Thursday, August 26, 2010

The Cycle

This is the third year I've started the school year in a classroom of my own as an official part of the faculty.  You would think that after three years, it would get easier...but I'm betting there are some teachers who would tell you that after 30 years, it's still not any easier.

"Complicated" isn't really about the students or the class schedule or the material.  It's about my presentation of the material.  I'm constantly asking questions:  Am I giving them too little?  Too much?  Do they have plenty of time to work in class?  Do they have too much time?  Should we be moving faster?  Slower?  Do they understand what I'm telling them?  Do I need to give them more background information?  Less?  Have I explained what is required?  What, exactly, do I want them to get out of this lesson?

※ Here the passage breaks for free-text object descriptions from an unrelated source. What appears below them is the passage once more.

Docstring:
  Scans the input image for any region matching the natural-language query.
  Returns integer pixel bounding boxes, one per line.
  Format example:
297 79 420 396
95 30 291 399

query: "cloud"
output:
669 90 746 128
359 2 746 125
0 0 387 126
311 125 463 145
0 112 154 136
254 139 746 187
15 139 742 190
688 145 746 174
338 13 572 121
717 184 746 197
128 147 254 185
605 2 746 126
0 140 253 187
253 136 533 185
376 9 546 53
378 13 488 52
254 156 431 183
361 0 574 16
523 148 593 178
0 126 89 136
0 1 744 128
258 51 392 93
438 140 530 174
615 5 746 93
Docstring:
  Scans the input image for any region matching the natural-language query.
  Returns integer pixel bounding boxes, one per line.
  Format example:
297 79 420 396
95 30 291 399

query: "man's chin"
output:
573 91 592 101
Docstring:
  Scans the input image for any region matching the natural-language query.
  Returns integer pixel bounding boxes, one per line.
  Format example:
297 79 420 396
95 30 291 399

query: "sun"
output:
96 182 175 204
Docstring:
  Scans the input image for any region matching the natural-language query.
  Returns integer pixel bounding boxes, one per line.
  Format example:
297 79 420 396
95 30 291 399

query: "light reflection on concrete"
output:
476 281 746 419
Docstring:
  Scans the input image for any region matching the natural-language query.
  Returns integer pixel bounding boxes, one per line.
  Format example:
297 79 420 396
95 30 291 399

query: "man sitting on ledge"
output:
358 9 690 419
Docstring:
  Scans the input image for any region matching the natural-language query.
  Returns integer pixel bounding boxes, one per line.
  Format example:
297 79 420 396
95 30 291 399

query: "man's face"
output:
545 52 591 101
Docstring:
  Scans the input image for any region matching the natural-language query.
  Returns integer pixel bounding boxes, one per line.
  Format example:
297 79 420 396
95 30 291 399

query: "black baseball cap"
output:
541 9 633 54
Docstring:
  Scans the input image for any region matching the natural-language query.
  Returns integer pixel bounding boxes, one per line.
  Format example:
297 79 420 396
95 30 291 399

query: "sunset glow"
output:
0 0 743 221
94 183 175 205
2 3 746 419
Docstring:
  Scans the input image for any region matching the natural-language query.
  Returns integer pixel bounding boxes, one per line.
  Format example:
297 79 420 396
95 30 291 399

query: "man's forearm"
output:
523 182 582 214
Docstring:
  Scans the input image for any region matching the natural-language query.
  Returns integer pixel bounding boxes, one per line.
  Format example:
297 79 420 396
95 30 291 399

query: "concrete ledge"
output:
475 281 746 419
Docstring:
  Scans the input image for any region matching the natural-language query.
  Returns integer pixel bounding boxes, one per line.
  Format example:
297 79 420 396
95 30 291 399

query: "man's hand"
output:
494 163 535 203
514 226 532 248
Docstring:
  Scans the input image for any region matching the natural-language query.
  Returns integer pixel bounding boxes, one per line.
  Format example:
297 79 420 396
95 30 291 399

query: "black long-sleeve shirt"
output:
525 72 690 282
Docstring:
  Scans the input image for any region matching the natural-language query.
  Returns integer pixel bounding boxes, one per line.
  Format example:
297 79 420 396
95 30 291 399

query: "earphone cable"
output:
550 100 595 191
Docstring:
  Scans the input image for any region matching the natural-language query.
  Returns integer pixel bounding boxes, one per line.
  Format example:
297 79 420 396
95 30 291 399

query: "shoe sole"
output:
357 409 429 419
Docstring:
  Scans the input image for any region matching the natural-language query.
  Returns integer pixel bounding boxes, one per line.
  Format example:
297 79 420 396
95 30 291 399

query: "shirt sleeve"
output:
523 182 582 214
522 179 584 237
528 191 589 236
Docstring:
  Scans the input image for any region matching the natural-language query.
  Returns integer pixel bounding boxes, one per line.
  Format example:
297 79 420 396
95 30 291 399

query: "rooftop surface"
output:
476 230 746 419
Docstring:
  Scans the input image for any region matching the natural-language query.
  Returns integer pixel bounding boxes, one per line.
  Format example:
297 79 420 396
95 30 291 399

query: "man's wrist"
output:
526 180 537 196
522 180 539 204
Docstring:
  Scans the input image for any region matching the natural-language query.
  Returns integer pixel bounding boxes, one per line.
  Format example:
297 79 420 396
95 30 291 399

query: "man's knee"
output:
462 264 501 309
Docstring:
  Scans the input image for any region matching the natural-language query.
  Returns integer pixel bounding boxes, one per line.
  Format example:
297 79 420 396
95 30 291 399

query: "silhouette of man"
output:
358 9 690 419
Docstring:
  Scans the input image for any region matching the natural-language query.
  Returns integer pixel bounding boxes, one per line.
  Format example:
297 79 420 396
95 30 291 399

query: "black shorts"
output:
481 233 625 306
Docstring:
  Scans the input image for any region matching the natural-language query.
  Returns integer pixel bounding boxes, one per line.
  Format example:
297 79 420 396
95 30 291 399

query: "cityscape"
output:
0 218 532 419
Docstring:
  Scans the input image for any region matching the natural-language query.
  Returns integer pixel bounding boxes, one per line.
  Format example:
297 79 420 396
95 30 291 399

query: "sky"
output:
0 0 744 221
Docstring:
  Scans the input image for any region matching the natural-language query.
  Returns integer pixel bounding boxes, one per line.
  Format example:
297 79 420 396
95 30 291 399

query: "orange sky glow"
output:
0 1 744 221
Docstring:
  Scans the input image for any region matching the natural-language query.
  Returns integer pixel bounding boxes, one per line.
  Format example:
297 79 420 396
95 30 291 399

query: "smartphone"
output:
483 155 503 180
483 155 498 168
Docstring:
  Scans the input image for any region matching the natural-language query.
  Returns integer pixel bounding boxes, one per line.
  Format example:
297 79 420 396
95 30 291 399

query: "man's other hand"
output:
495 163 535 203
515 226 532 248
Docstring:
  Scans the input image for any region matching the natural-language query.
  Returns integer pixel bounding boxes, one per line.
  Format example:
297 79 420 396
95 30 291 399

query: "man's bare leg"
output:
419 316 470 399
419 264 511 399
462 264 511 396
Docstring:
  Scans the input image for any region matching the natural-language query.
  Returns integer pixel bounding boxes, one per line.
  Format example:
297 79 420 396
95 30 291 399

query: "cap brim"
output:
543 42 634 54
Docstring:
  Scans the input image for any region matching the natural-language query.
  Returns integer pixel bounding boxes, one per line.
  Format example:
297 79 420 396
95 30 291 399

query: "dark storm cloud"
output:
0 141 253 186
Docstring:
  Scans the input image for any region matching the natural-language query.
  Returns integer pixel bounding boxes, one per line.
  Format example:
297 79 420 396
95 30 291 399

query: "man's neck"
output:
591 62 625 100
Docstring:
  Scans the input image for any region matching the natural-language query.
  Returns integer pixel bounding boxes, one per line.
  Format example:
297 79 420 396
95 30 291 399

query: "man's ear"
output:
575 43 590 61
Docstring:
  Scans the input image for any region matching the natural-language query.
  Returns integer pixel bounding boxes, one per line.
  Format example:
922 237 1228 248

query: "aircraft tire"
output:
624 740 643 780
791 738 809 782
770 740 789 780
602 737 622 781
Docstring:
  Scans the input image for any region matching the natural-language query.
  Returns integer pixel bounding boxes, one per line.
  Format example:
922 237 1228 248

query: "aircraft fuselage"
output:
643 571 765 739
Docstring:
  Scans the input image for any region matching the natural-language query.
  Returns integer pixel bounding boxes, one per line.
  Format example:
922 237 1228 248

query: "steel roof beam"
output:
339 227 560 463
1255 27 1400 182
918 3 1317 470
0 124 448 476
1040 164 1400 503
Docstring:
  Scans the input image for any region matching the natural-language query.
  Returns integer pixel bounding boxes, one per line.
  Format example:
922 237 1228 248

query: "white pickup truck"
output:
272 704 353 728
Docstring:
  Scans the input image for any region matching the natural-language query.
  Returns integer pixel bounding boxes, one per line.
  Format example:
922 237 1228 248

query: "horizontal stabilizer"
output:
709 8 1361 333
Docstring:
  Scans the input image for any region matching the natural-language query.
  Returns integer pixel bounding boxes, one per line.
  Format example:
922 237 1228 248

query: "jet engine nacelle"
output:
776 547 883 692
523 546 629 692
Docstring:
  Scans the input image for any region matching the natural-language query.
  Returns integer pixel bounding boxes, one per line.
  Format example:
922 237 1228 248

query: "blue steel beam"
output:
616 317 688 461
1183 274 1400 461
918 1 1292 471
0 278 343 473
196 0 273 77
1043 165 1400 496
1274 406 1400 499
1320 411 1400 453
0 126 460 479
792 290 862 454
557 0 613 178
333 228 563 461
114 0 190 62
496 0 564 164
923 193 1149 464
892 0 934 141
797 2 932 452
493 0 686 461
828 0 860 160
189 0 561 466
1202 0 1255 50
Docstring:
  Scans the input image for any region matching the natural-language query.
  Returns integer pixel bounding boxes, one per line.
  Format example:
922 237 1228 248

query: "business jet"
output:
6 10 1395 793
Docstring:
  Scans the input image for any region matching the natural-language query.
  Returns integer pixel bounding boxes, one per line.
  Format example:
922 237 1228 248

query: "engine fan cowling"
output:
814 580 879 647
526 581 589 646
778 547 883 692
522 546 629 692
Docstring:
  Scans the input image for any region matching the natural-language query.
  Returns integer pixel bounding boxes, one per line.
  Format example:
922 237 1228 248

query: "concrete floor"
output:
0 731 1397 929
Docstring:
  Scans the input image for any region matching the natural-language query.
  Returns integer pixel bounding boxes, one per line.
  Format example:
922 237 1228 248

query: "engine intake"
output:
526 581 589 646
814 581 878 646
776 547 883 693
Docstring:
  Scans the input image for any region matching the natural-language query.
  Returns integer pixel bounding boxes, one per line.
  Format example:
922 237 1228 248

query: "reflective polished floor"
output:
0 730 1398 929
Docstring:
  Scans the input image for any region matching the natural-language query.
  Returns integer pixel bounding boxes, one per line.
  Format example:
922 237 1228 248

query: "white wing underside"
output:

And the list goes on and on.

Part of my hesitancy in education is my inability to determine how I feel about a good  number of factors.  Homework, for example.  I have no idea how I feel about homework.  I don't want to give a ridiculous amount of work, but I also think it's good to make the students responsible for something every now and again.  Paired with that is my concern for the students who don't have access to a computer--except at school.  I know they could stay after or come in early, but both of those options are limited.  Someone has to be there to supervise, and few students (or teachers!) get to school before 7:15 am.

My ultimate goal is to give students the capability to reason through a problem, and determine the necessary steps to solve it.  I think that lesson can come in a variety of forms--writing a research paper, working on a group project, participating in a class activity, etc.  But in the end, the lesson is always the same.

The process is cyclical.  With that in mind, it doesn't seem so unreasonable that the teacher who is trying to reason through a problem is also trying to teach students how to do that very thing.